I had the same problem a few months ago. I replaced the breaker with a new one and it hasn't been a problem since.


----------



## Wuzzat? (Jul 29, 2010)

130munch said:


> blowing the fuse after running only 2-3 minutes.


It could be a very mild overload caused by the dryer.  A clamp-on ammeter could confirm/deny this idea.  

Can also be a loose connection at the breaker.


----------



## triple D (Jul 30, 2010)

turn off breaker, then pull dryer out and unplug cord. Look at the prongs to see if surrounding rubber is dark and melted. Then remove cover on dryer over cord connection.

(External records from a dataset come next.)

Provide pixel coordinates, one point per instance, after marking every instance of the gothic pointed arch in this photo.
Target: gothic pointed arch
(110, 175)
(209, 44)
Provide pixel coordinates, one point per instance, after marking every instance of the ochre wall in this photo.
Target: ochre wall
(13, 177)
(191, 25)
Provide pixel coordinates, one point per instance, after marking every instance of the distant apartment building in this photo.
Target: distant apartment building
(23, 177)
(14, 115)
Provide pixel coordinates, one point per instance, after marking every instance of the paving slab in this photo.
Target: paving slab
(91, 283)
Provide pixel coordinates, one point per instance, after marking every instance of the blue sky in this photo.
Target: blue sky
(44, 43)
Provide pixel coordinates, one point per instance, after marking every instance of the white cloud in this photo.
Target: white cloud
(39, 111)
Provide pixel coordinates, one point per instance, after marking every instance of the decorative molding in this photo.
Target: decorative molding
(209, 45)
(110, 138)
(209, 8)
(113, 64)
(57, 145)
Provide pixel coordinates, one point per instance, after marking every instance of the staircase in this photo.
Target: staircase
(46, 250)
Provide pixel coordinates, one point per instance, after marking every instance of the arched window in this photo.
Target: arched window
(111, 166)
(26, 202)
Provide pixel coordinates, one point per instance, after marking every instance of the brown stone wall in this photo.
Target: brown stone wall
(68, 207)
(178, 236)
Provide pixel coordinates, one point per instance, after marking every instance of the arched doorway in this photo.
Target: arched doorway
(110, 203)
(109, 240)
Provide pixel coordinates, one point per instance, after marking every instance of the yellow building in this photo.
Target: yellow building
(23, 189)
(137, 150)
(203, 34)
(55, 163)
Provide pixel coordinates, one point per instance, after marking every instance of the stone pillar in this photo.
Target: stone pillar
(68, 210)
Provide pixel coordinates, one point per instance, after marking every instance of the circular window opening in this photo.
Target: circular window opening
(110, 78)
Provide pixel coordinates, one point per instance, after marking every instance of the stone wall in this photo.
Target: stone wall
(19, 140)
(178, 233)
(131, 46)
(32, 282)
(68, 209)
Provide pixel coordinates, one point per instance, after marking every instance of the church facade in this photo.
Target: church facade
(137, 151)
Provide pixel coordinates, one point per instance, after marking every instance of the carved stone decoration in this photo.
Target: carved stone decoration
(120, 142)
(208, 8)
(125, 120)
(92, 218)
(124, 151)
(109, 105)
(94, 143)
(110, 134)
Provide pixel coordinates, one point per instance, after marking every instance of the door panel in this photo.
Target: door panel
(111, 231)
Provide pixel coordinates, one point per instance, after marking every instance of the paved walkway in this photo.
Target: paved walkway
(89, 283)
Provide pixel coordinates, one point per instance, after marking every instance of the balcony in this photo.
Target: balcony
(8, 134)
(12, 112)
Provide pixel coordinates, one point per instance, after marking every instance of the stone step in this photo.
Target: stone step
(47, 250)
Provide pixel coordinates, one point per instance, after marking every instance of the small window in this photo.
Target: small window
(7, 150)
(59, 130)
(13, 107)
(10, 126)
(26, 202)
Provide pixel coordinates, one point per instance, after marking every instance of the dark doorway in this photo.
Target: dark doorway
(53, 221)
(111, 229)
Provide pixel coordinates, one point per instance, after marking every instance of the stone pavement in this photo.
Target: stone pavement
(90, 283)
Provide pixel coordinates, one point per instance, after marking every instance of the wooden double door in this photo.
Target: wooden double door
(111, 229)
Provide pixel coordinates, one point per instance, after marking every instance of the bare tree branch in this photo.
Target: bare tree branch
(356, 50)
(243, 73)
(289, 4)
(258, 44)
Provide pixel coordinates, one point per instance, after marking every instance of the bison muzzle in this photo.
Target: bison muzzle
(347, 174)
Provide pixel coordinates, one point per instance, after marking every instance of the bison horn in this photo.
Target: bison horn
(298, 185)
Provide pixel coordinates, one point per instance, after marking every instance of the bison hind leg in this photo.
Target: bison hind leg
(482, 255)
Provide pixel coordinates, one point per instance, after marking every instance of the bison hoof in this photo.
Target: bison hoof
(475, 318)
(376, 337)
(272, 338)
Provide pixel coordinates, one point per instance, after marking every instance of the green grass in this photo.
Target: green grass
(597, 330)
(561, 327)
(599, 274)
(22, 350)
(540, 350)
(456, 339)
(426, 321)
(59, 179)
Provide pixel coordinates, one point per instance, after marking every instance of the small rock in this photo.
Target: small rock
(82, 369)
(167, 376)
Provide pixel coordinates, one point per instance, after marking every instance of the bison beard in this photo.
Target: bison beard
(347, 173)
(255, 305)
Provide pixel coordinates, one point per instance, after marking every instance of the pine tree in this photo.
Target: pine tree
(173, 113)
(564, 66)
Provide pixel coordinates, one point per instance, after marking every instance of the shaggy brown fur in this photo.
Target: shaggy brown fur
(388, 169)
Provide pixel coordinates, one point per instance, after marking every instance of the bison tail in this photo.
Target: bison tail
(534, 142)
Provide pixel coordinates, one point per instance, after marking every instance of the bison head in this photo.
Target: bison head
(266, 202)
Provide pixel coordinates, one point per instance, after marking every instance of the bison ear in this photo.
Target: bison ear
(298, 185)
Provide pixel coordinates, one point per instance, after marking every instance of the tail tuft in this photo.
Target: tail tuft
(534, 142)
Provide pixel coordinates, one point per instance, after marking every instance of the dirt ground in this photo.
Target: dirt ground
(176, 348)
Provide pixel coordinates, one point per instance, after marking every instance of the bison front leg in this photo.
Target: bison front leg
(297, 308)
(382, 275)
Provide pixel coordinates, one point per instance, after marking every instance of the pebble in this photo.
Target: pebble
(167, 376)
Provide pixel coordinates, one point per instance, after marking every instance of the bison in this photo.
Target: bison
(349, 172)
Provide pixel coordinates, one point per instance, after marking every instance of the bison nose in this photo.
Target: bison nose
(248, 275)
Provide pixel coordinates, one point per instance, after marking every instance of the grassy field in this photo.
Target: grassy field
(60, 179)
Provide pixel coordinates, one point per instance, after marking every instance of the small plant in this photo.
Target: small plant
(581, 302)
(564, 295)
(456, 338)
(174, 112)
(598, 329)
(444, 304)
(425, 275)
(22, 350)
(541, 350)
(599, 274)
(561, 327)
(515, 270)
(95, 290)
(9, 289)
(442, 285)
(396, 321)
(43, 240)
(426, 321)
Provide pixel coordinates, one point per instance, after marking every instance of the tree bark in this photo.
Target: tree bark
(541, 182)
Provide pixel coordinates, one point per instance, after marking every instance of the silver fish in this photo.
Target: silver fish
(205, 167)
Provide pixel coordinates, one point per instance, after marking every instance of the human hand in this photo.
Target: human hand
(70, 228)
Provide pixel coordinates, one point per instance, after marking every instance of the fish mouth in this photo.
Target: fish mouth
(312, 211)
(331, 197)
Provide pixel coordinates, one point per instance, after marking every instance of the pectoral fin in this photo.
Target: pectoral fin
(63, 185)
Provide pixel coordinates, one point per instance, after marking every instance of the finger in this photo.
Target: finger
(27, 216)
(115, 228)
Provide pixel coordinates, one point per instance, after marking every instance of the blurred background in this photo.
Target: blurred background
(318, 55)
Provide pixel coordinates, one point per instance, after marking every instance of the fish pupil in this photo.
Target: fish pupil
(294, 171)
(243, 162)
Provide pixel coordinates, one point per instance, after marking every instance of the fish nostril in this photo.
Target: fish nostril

Check that all nuts or bolts securing wires to dryer are tight. Then remove cover plate from plug and remove plug from wall. Now tighten all screws securing wire to plug and re-install all mentioned. Also as mentioned check to see wires are firmly tightned to breaker lugs, then Remove the breaker from panel. This can be done with wires still hooked to it. Look at the buss in panel where breaker touches to see that there is no burning or corrosion. Once you have completed this, you probably have located the problem. If any part of this seems out of your skill range, hire an electrician (these practices do have dangers) Good luck....


----------



## Wuzzat? (Jul 30, 2010)

A non-obvious danger when removing the panel cover is arc flash.  For resi. use level 2 arc flash gear is recommended.


----------